Flavone acetic acid increases the cytotoxicity of mitomycin C when combined with hyperthermia

Abstract

 Flavone acetic acid (FAA, NSC 347512) is known to selectively reduce tumor blood flow. Taking advantage of this pharmacodynamic effect, we have previously shown that FAA in combination with hyperthermia (HT) can produce a marked improvement in antitumor response in mice. In the present study, we investigated whether FAA could increase the cytotoxicity of mitomycin C (MMC), a bioreductive drug with selective cytotoxicity against hypoxic cells, under either normothermic or hyperthermic conditions. In vitro, the cytotoxicity of MMC against B16 melanoma cells was not enhanced with exposure to FAA at concentrations less than 100 μg/ml, even when combined with HT (43°C, 60 min). The cytotoxicity of MMC (1 μg/ml) at pH 6.5, however, was enhanced by exposure of cells to hypoxia in combination with HT. In vivo, the tumor growth time, calculated as the time required to double the initial tumor volume, was 5.2, 6.8, 8.5, and 15.0 days with FAA (150 mg/kg) alone, MMC (4 mg/kg) alone, FAA+MMC, or FAA+MMC+HT (43°C, 15 min) treatment groups, respectively. Antitumor response obtained in animals treated with FAA plus MMC with HT was clearly better than that obtained in any of the other groups. Scheduling of FAA, MMC, and HT was found to be important in producing optimal antitumor response.
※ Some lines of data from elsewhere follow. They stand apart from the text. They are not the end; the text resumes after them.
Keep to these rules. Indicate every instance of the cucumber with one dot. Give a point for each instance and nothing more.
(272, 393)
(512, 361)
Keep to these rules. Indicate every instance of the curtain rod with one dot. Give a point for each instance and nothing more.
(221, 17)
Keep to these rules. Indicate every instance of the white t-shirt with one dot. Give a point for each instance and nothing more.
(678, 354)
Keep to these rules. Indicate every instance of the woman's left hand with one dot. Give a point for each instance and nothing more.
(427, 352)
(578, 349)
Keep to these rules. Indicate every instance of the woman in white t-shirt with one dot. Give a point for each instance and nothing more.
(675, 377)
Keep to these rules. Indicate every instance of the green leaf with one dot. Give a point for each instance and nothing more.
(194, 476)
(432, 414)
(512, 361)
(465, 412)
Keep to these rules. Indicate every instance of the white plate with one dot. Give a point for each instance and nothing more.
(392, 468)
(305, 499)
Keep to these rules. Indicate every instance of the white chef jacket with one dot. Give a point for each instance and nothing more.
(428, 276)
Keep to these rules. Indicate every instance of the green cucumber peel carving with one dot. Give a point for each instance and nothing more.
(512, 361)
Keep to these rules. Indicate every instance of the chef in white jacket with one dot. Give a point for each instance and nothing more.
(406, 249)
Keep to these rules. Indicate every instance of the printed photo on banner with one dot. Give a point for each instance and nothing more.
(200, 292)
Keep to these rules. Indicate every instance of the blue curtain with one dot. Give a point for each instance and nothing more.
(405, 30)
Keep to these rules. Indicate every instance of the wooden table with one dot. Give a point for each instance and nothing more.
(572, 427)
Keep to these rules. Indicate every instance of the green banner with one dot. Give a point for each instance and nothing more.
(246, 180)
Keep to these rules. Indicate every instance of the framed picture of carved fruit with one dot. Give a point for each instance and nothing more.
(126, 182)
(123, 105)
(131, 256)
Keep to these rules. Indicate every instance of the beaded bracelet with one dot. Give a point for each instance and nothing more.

Administration of MMC (4 mg/kg) prior to FAA (150 mg/kg) and subsequent HT treatment was superior to administration of FAA before MMC. In an attempt to explain these findings, the influence of FAA on blood flow in skeletal muscle and in tumor was examined using a laser blood flowmeter. FAA administration to mice produced a 75% reduction in blood flow to the tumor for up to 2 h but had no detectable effect on normal skeletal blood flow. Our current explanation of the increased antitumor response achieved with the combination of MMC, FAA, and HT is as follows. The FAA-mediated decrease in blood flow to the tumor, when combined with HT, may produce sufficiently hypoxic conditions to significantly increase the antitumor efficacy of the bioreductive drug, MMC. We believe that clinical testing of this combined drug treatment with hyperthermia is warranted.